The high level is Rails on the very front for legacy reasons, and it's easier
to find libraries that do, authentication, authorization, billing etc... that
speaks to solr or a restful service running on noir hosted by tomcat,
cassandra is the main DB. All backend tasks are performed by Hadoop or storm,
and those jobs are all written in Clojure.

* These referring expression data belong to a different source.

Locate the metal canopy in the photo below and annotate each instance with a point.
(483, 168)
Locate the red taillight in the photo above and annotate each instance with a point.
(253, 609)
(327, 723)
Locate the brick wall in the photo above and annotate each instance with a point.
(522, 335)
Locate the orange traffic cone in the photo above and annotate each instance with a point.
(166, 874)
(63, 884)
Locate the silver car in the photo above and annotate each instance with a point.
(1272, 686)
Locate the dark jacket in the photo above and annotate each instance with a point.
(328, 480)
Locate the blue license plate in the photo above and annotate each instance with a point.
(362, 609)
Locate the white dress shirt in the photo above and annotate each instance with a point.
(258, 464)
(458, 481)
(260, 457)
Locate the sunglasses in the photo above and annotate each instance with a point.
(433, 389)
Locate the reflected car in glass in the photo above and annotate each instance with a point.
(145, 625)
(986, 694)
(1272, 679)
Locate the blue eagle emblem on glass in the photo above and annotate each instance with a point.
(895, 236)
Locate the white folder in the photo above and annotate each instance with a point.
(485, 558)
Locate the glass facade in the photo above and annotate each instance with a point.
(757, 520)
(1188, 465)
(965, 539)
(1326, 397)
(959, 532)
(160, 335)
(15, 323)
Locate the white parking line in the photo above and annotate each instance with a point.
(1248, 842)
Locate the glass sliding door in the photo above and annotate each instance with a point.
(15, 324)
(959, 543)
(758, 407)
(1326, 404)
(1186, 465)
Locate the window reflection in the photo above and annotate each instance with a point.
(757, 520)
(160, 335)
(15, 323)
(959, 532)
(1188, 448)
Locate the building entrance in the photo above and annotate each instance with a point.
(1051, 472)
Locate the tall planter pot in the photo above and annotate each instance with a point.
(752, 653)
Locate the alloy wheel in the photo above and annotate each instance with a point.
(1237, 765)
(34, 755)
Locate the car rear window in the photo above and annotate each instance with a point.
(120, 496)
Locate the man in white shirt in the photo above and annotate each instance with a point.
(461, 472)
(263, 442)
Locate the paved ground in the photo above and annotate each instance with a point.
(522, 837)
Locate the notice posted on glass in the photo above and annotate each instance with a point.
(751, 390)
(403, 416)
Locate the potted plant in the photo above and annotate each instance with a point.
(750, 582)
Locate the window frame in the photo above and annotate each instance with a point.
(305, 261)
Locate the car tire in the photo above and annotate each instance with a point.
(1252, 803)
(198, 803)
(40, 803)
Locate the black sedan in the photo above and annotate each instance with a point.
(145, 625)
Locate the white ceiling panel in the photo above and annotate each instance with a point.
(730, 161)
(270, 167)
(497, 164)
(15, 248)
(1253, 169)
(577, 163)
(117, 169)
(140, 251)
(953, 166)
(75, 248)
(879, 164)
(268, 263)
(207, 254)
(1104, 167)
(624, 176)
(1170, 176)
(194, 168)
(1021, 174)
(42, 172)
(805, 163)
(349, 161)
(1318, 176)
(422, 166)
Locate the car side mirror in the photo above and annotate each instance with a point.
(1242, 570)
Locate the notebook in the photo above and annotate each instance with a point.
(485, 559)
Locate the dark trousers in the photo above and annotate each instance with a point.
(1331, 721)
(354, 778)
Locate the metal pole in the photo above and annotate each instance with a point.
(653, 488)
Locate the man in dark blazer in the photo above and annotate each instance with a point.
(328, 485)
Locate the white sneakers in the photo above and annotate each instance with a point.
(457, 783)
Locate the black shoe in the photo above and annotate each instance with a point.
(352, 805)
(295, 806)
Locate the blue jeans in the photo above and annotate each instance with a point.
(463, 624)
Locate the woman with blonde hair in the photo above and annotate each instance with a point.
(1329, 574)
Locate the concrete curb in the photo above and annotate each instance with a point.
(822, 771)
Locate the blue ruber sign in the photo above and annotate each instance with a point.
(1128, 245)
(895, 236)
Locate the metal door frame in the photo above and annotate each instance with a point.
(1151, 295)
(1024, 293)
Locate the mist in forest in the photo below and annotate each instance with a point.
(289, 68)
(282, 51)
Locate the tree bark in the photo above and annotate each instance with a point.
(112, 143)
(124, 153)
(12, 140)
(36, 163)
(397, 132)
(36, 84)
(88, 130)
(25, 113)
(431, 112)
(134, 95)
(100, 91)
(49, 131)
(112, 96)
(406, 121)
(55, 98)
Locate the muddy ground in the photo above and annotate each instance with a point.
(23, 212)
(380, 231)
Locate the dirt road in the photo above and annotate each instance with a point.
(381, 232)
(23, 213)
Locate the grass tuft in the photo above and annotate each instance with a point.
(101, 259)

To be honest I feel that the Java interop isn't that bad. It's easier than
doing interop from ruby/python down to C or C++. It provides access to lots of
high quality libraries and you get the JVM. I think it's more than worth the
price.

Although I know many functional programming languages, Clojure is the first
that I've stuck with long term, and I think the strength of the ecosystem has
a lot to do with it. Languages like Erlang, Haskel, and lisp are really
interesting, but the breadth and depth of the libraries isn't comprable. Being
a small company we need to be careful how we allocate resources. We contribute
back where we can, for instance we contribute to clj-hector and
cassandra.cascading but we're only a two man dev shop.

------
mstump
Hey, just published my after action report on publishing my first Node.js
module written in ClojureScript. I was trying to fill some gaps in the
existing documentation and pool together the research I did for the project.
Hopefully some people here will find it useful. I would appreciate any
feedback pro or con. Thanks!

------
robkwok
thank you

------
moorage
hardcore!!